Ada tetangga wanita tua datang ke rumah,dengan mimik sedih minta pinjaman uang untuk (katanya sih?) berobat cucunya ke dokter,duh hati saya kok jadi sedih teringat anak2 saya deh. Lalu saya penuhi permintaan ibu tersebut, beliau janji gajian bulan depan anaknya pinjaman tersebut akan dibayar. Setelah waktu yang dijanjikan tiba,uang pinjaman si ibu tidak kunjung diantarkan,hingga bulan berikutnya saya utus pembantu saya untuk ambil. O .. la … la dia bilang belum ada, setiap ketemu saya pasti ngumpet, pokoknya segala cara deh dia menghindar ketemu saya (takut di’tembak hutangnya) berbulan2 baru saya denger bahwa si ibu itu diusir dari rumah yang dikontrak 3 bulan nunggak..oh pantas,sekarang apa daya, tak pantas toh menagih hutang disaat orang susah…hilang lg uang saya (hmm.anggap amal deh..).

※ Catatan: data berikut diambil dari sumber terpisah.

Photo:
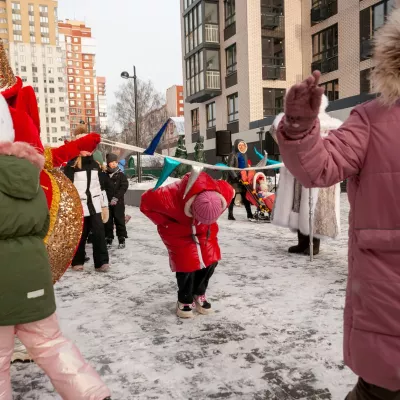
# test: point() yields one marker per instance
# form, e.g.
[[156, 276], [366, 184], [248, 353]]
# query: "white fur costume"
[[325, 224]]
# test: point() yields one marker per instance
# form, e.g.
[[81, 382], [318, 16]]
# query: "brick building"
[[81, 73], [240, 57]]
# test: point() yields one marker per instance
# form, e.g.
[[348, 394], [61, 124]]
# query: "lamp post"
[[125, 75]]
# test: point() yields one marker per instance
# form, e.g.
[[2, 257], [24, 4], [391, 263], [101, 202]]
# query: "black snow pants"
[[192, 284], [93, 224], [117, 218]]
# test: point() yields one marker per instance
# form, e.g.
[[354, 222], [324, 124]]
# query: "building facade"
[[240, 57], [175, 101], [80, 72], [28, 29], [102, 103]]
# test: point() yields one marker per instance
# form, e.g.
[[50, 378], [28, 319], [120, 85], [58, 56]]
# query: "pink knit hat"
[[207, 207]]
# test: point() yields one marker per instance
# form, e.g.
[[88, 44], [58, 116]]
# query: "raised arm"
[[316, 161]]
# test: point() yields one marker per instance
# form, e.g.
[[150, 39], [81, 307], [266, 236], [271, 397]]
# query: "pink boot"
[[70, 374], [6, 351]]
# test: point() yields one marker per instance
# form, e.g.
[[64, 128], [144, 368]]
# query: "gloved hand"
[[105, 214], [302, 105], [88, 143], [113, 201]]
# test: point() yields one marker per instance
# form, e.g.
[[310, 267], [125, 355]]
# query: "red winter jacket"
[[191, 246]]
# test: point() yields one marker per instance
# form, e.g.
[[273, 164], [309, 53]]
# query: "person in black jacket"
[[88, 178], [116, 185]]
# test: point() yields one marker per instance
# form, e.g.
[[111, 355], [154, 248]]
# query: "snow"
[[276, 333], [149, 184]]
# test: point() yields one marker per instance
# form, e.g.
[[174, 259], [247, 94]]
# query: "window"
[[365, 83], [211, 115], [325, 50], [193, 25], [230, 12], [371, 19], [195, 121], [273, 100], [233, 107], [231, 63], [331, 89]]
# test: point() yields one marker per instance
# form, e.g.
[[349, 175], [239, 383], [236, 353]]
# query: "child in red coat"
[[188, 227]]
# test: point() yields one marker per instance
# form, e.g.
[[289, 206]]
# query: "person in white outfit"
[[292, 208]]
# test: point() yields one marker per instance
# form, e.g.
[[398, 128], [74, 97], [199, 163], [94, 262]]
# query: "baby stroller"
[[259, 194]]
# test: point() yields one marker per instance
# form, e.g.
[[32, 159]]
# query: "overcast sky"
[[141, 32]]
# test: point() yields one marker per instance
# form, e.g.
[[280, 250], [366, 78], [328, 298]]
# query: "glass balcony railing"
[[212, 33]]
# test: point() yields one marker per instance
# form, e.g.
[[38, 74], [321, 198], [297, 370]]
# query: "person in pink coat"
[[365, 150]]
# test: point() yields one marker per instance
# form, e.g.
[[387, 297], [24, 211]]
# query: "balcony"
[[271, 17], [274, 69], [212, 33], [212, 88], [366, 49], [323, 10], [326, 64]]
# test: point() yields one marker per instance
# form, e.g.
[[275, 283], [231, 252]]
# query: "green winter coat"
[[26, 289]]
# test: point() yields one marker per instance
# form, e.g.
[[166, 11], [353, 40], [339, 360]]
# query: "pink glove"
[[302, 105]]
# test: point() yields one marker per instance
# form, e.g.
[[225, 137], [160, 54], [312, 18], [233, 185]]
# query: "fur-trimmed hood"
[[385, 77]]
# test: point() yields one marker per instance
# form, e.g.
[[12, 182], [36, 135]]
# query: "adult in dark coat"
[[238, 159], [116, 185]]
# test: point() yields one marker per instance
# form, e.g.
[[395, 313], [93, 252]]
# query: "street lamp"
[[261, 134], [125, 75]]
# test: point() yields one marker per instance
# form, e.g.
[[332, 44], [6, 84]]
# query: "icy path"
[[277, 333]]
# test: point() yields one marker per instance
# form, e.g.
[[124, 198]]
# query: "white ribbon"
[[188, 162]]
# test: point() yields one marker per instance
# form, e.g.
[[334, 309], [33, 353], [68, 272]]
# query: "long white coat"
[[283, 214]]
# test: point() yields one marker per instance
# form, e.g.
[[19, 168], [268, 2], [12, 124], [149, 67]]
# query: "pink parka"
[[365, 149]]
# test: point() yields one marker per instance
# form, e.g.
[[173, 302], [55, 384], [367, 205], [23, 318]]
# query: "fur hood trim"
[[22, 150], [385, 77]]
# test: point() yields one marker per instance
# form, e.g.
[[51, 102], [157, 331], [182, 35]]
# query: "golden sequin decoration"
[[55, 202], [7, 77], [48, 159], [66, 235]]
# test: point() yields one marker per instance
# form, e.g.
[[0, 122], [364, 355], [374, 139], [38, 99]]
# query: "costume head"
[[22, 106], [207, 207]]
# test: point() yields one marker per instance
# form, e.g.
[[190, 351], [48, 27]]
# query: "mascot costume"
[[66, 217]]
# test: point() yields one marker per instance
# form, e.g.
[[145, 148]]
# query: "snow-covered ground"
[[276, 335]]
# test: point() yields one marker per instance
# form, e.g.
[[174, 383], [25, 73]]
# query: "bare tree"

Ketika putra kedua saya lahir, saya memang tidak ahli dalam memandikan bayi sebelum ari2nya terputus dengan pusarnya,saya minta tolong tetangga saya yg berprofesi sebagai dukun beranak untuk memandikan putra saya selama sebulan.
Ibu ini juga yg mengurusi perhelatan gunting rambut putra saya, saya sudah menganggap beliau ibu saya, saya berikan apapun tanpa pamrih. Awal-awal mandikan bayi si ibu minta dibayar setengah dahulu,setelah selesai pelunasannya.
Bagi saya bukan masalah. Setelah sebulan memandikan putra saya,beliau mulai berani pinjam uang..
Dengan dalih tidak tega saya berikan dan berjanji untuk membayar bulan depan. Pelunasan hutang dibayar on time,demikian pula 3x hutang berikutnya.
Nah ini yang terakhir beliau pinjam uang suami saya, padahal hutang dengan uang saya belum dikembalikan…duh nekat ya.

Keesok harinya dengan tergopoh-gopoh dan raut wajah memelas datang ke rumah saya perlu pinjaman lagi…dan memang saya tidak pegang uang yang dipinta,dengan perasaan tidak menentu saya buka celengan putri pertama saya,dan saya berikan uang celengan tsb.
Uang suami sudah dilunasi,tinggal uang saya dan putri saya yg blom dilunasi. Janjinya awal bulan juli 2007 hingga kini. Saya menagih sudah berulang-ulang kali dengan lemah lembut tapi oh again i can’t take our money back.
Sampai saya putus asa dan tidak menagih kembali.
Akhirnya saya mendapatkan pelajaran akibat perasaan saya yang gampang tersentuh. It’s not just money, it’s all about trust!!.

Anehnya lagi ada beberapa tetangga yang hendak pinjam uang dan tidak saya berikan,yang mulanya bersikap manis berubah drastis menjauhi saya.

Apakah berteman atau bertetangga dilandasi dengan pinjaman uang,oh…tak tau lagi harus bagaimana.